MobileMe der Zukunft: Freemium, Social, Plattform

Freitag, Mai 28th, 2010

Wirklich viele Erfolgsmeldungen scheint Apple mit MobileMe nicht vermelden zu können. Der kostenpflichtige Cloud-Dienst hat nämlich ein rießen großes Problem, weswegen er nicht viele Anhänger findet und Apple die Triumphe nicht lauthals herausposaunt. Wer bezahlt schon für einen Service, den man von Google und Co. komplett umsonst und vielleicht sogar in besserer Qualität bekommt?

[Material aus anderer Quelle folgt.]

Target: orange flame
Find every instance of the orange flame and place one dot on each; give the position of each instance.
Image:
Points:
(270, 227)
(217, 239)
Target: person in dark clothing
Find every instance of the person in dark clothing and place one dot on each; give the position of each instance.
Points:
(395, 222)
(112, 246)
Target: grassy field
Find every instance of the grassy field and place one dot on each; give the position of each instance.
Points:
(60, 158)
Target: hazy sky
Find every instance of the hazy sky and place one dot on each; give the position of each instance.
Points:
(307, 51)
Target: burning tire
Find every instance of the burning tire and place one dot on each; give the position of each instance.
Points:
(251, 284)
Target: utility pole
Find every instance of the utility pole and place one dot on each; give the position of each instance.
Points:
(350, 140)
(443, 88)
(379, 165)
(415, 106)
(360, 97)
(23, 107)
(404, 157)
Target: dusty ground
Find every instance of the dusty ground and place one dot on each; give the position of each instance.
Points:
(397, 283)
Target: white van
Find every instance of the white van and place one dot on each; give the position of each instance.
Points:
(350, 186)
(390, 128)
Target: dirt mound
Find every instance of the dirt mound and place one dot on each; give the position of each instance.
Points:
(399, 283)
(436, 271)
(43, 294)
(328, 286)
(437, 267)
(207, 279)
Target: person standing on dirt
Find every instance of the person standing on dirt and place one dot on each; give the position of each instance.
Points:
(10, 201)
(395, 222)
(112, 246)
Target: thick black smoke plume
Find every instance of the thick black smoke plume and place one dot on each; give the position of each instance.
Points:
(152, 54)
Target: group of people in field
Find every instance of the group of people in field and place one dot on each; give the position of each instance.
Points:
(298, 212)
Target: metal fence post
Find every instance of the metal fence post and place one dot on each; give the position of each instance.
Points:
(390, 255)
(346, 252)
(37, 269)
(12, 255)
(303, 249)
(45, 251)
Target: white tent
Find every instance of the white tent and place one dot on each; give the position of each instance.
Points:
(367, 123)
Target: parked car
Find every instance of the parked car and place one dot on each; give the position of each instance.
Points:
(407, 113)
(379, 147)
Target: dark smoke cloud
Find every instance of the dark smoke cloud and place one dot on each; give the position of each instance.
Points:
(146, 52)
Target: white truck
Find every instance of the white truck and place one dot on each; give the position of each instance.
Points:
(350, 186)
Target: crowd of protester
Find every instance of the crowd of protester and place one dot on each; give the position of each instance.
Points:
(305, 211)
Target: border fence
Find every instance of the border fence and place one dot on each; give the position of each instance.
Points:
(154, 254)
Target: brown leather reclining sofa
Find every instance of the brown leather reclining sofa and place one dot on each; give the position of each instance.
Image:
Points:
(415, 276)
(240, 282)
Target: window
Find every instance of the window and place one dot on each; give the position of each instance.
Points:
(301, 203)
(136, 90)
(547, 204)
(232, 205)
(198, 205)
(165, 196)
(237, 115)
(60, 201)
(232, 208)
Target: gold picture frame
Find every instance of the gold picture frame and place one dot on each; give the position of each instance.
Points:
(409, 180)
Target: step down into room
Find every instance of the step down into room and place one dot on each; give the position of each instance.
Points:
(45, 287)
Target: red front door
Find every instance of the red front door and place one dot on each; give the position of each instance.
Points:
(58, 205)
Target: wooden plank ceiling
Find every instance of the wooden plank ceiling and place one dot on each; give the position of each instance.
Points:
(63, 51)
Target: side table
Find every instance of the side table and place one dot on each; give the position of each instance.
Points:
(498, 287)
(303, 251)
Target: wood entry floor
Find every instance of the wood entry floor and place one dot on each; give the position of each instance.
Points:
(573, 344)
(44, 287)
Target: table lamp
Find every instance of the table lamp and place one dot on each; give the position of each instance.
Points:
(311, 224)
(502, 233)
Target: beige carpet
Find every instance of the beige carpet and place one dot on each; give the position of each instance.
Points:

Die Schachstellen würden sich aber ganz einfach von zwei verschiedenen Seiten anpacken lassen. Einerseits durch den kompletten Wegfall der 79 Euro teuren Jahrensmitgliedschaftsgebühren und andererseits durch eine drastische Verbesserung des Dienstes bei bleibenden Gebühren. Am logischsten wäre jedoch der goldene Mittelweg – nämlich ein Freemium-Modell einzuführen, bei dem die jetzigen Dienste – eventuell mit weniger Speicherplatz – völlig kostenlos angeboten werden und ein paar zusätzliche Features unter einem Premium-Preis zu verkaufen. Denkbar wären hier zum Beispiel das Hinzufügen einer eigenen Domain für den Mail-Service oder die Unterstützung von Microsofts Exchange Protokoll, so wie Google das vor einiger Zeit gemacht hat. Dadurch würden auch tausende andere Geräte, die man so täglich mit sich herum trägt, von den einzigartigen Sync-, Kalender- und Mail-Funktionen profitieren. Vor allem erstere sind nämlich der Grund, warum ich mein Abo jetzt schon zum zweiten Mal verlängert habe.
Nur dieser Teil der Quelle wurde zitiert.